With disturbing reports emerging in recent months of government meddling in the media and judiciary, it may be that our greatest protection against eroding freedoms and justice is public indignation. When checks and balances within the government fail to prevent unconstitutional interference, perhaps only embarrassment will convince the government to keep its hands to itself.
For this reason, the recent outcry over allegations of government meddling is cause for hope; a glance at the situation across the Taiwan Strait illustrates just this.
When Chinese newscaster Chen Yang (陳揚) made a joke about President Hu Jintao (胡錦濤) and social instability on TV earlier this month, he probably was not expecting to be sacked — which, according to media reports, is precisely what happened.
But in China, Chen’s removal from his show is nothing unusual: just one more ruined career to toss on the heap of media victims. Editors and journalists are frequently fired from their jobs and news columns or entire newspapers vanish overnight. There will likely be no complaints from fans of the Cantonese-language show, Another Look at the Daily News, aired in Guangzhou.
By contrast, in Taiwan, when a legislative committee passed a resolution last month to give the government item-by-item control over the budget of the Taiwan Broadcasting System (TBS), employees and the public loudly protested what they felt was an attempt to censor program content. A demonstration outside the legislature against the Chinese Nationalist Party (KMT)-proposed resolution earlier this month reportedly drew thousands of participants.
With a KMT majority in the legislature, public pressure will be crucial to discourage encroachment on the editorial independence of TBS.
A key difference that has emerged between Taiwan and China since the democratization of the former is the Chinese public’s silence in the face of state interference — a luxury Taiwan’s government will hopefully never again enjoy.
Although China’s Constitution protects freedom of speech, authorities feel confident about flouting the rules with little or no pretense. The Chinese government stifles any discussion of its meddling in the media through a combination of fear and propaganda: Those who recognize the transgressions are too intimidated to talk, while others see nothing disturbing about hard-handed tactics when the “greater good” is taken into account.
This has long been a winning recipe from China’s point of view, and although the voice of dissent there has become distinctly bolder — and will hopefully one day unravel the country’s authoritarian regime — it is a system that remains firmly in place.
Decades after the death of Chinese leader Mao Zedong (毛澤東) and the end of the Cultural Revolution, citizens still function as informants dedicated to helping the government uncover and punish “subversive” thought.
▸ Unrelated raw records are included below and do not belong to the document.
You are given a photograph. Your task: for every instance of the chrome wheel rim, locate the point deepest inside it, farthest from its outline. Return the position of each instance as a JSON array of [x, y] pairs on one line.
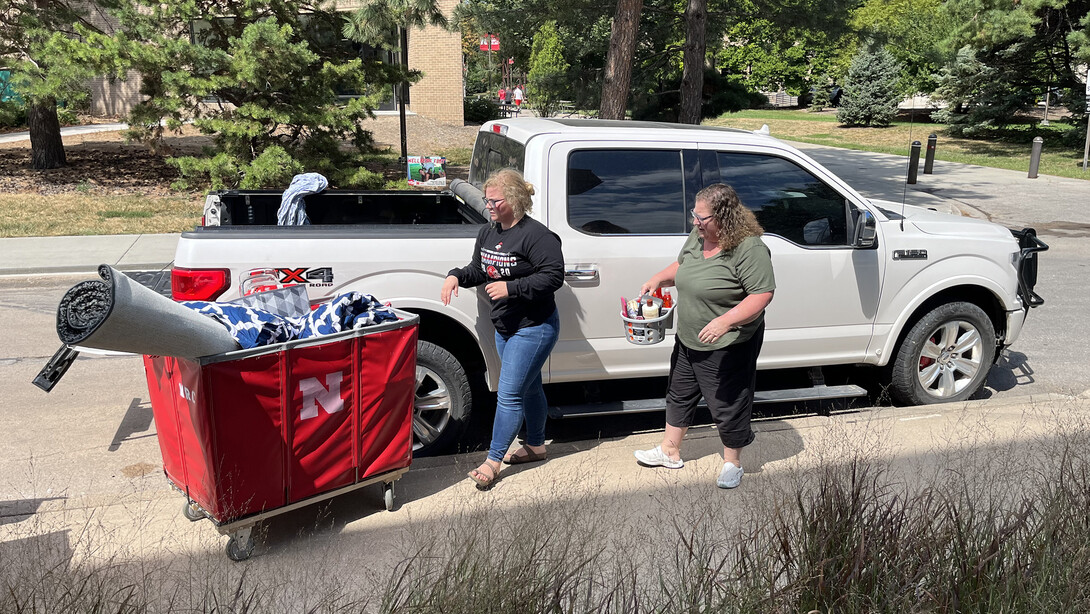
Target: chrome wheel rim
[[951, 359], [431, 408]]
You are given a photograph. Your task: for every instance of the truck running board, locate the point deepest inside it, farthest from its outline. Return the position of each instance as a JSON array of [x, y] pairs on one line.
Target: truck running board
[[641, 406]]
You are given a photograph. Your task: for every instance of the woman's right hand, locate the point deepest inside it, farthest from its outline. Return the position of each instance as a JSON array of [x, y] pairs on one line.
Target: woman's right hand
[[449, 287]]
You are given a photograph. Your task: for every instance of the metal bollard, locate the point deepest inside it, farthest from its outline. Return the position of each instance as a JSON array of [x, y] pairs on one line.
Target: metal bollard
[[1034, 156], [913, 161], [929, 159]]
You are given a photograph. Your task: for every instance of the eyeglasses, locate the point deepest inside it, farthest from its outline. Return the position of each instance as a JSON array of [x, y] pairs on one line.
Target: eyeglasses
[[699, 218]]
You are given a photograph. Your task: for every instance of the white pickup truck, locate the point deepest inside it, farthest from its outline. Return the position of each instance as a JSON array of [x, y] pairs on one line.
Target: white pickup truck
[[930, 297]]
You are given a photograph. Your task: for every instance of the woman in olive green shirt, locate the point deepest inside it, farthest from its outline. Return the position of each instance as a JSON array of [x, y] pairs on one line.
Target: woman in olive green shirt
[[725, 280]]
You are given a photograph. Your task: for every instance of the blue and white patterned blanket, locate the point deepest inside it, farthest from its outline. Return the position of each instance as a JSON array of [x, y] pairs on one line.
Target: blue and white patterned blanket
[[253, 327]]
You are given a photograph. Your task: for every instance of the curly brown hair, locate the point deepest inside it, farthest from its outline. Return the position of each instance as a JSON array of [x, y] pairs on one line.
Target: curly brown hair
[[736, 223], [516, 191]]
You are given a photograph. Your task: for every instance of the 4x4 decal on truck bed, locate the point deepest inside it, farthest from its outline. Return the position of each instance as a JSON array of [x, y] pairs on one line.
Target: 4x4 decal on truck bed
[[316, 276]]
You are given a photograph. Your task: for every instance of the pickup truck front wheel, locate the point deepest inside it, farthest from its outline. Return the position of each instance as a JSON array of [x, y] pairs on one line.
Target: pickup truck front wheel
[[945, 357], [443, 401]]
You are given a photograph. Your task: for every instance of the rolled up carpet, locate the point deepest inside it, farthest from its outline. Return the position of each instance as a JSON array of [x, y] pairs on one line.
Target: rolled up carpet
[[118, 313]]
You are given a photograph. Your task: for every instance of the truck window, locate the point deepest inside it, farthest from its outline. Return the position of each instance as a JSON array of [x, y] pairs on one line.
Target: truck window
[[626, 192], [492, 153], [787, 200]]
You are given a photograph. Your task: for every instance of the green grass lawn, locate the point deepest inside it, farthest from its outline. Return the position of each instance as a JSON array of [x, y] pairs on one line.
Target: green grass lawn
[[1009, 151]]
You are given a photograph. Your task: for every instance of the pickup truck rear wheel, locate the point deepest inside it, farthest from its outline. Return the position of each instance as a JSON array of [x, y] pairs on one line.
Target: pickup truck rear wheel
[[945, 357], [443, 400]]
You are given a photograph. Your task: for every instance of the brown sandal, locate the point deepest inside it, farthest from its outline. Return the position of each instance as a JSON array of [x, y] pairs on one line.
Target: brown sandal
[[531, 456], [483, 483]]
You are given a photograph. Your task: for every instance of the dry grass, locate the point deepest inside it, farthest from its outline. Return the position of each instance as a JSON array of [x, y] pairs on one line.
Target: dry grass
[[67, 214], [822, 129]]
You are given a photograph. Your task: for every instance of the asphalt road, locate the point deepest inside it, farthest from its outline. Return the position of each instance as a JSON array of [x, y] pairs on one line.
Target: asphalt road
[[99, 413], [81, 476]]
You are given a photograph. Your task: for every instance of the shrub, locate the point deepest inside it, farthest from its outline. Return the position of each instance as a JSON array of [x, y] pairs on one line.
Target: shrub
[[871, 92], [480, 110]]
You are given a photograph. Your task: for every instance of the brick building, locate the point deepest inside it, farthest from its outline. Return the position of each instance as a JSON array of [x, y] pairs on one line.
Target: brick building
[[434, 51]]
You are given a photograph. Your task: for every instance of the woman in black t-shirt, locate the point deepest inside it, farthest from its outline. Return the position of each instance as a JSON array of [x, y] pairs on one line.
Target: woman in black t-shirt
[[521, 262]]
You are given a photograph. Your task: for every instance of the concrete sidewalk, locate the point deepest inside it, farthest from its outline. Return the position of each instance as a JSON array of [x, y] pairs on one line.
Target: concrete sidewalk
[[1004, 196]]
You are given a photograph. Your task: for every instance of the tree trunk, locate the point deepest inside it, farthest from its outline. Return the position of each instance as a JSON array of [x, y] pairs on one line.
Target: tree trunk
[[692, 75], [618, 74], [47, 151]]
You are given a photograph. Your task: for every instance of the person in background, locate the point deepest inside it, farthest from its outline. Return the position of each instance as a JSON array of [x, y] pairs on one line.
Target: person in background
[[725, 280], [518, 98], [520, 262]]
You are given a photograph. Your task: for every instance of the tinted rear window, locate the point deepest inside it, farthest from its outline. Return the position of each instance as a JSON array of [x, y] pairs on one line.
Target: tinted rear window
[[492, 153]]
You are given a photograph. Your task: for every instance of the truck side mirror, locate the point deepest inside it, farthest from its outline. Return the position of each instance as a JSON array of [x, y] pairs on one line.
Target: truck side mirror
[[866, 231]]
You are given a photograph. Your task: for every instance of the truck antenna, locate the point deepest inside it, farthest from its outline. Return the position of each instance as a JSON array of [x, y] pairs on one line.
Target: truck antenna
[[904, 192]]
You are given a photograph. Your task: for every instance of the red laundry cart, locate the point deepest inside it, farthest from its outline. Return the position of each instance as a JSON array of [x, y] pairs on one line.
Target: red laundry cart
[[250, 434]]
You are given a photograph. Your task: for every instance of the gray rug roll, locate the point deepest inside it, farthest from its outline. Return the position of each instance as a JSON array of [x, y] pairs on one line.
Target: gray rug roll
[[117, 313], [470, 194]]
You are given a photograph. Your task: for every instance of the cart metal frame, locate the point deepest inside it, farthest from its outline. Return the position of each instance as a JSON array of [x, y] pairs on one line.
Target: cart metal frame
[[241, 544]]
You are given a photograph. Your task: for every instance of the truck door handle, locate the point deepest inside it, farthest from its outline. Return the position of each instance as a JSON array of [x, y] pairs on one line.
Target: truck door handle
[[581, 275]]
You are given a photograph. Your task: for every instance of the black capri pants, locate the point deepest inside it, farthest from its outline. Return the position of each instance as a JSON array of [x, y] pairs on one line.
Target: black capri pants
[[725, 378]]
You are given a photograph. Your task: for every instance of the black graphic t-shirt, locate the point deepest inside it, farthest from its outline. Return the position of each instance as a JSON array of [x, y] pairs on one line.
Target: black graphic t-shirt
[[528, 256]]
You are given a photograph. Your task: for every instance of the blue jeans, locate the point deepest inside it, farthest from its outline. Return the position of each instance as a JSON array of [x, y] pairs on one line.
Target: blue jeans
[[520, 395]]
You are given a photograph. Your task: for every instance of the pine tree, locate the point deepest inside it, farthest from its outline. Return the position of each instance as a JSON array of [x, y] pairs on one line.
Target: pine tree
[[547, 70], [273, 84], [871, 91]]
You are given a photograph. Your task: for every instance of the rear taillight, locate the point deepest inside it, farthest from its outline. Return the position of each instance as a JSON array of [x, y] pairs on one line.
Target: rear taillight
[[198, 284]]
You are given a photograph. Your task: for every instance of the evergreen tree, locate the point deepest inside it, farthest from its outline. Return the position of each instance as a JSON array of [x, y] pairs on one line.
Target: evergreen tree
[[547, 70], [1008, 53], [871, 92], [274, 84]]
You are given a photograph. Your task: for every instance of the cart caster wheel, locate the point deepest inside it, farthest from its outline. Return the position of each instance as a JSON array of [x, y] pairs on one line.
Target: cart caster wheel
[[388, 495], [240, 549], [191, 513]]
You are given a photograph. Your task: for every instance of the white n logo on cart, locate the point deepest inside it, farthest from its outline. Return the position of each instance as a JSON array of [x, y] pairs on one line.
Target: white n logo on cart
[[186, 394], [315, 394]]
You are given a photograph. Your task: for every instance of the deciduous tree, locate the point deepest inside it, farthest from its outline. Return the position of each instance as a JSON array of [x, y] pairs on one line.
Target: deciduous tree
[[34, 39], [547, 70]]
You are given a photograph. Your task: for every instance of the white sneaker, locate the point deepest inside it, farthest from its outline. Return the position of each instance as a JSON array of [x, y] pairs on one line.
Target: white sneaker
[[730, 477], [655, 457]]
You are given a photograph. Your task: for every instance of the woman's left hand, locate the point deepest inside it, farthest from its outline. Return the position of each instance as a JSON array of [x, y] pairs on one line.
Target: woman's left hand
[[496, 290], [713, 330]]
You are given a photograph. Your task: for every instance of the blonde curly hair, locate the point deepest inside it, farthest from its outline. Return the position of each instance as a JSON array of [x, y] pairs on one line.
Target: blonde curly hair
[[516, 191], [736, 223]]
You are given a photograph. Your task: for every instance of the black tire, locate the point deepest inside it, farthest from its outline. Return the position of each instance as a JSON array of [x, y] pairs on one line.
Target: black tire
[[191, 513], [240, 550], [945, 357], [444, 400]]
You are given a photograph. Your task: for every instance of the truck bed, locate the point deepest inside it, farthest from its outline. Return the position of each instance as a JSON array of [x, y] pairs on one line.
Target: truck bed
[[338, 207]]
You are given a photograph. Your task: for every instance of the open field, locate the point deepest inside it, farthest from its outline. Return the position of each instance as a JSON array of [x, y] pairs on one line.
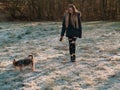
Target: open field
[[98, 57]]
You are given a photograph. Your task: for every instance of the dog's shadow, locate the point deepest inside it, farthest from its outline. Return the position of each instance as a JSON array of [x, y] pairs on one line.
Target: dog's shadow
[[10, 78]]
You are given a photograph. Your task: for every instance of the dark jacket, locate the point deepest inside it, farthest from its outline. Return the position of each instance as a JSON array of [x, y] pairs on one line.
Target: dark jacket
[[71, 31]]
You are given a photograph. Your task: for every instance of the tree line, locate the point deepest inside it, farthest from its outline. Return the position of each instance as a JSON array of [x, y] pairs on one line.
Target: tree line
[[54, 9]]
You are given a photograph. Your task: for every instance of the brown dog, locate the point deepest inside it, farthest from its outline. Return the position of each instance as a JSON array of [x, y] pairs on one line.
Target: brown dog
[[24, 62]]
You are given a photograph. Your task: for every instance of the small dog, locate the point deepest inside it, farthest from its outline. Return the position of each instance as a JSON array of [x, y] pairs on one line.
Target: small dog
[[29, 61]]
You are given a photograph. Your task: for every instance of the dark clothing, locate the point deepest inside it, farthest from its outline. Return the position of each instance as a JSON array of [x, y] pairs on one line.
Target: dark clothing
[[72, 45], [72, 31]]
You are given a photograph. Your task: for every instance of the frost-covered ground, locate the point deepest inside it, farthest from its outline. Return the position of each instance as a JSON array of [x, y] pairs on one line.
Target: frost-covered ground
[[98, 57]]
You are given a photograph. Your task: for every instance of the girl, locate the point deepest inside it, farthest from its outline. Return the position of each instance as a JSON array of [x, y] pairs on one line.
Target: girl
[[72, 26]]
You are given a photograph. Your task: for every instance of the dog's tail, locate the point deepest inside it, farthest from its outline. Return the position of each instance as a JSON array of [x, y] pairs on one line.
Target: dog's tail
[[30, 56]]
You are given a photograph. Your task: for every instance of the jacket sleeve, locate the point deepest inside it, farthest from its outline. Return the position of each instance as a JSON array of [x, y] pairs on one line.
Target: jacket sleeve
[[63, 27], [80, 26]]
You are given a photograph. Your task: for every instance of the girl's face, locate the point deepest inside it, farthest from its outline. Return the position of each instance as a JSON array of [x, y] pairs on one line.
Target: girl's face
[[70, 10]]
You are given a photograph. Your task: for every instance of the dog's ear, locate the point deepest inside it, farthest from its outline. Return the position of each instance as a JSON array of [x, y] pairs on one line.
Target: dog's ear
[[30, 56]]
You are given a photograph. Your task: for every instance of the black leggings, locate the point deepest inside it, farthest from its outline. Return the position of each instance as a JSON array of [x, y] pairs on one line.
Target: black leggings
[[72, 45]]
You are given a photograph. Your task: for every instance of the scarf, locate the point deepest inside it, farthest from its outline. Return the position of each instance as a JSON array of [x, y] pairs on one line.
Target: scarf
[[73, 18]]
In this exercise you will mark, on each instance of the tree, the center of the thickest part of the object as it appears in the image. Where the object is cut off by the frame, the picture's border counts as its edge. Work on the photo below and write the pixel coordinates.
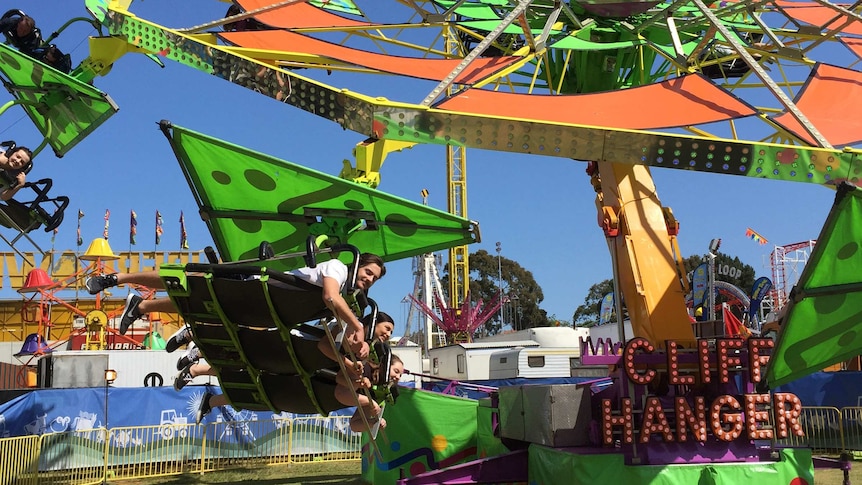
(517, 282)
(587, 315)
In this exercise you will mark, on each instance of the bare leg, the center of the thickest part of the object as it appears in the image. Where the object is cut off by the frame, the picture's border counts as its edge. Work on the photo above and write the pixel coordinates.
(201, 369)
(149, 279)
(218, 400)
(157, 305)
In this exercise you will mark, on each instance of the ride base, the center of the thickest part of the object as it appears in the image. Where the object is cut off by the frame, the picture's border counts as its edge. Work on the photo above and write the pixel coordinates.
(639, 425)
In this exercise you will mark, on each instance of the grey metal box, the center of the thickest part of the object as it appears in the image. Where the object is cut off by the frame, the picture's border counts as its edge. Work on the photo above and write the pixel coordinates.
(550, 415)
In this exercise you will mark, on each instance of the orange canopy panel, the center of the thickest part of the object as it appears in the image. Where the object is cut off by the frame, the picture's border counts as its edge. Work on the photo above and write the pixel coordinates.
(298, 15)
(683, 101)
(854, 44)
(433, 69)
(835, 116)
(818, 15)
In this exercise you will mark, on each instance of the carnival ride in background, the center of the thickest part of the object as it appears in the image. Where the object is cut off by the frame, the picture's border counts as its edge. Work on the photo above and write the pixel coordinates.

Two recent cases of university lecturers recorded by students and turned in to police for expressing dissenting opinions are clear examples of this twisted sense of civic duty.
Our real civic duty as we look ahead is quite the opposite — encouraging free thought and turning the lens of our skepticism on the government’s actions. Thankfully, the past few months have left no doubt that this skill is thriving in Taiwan.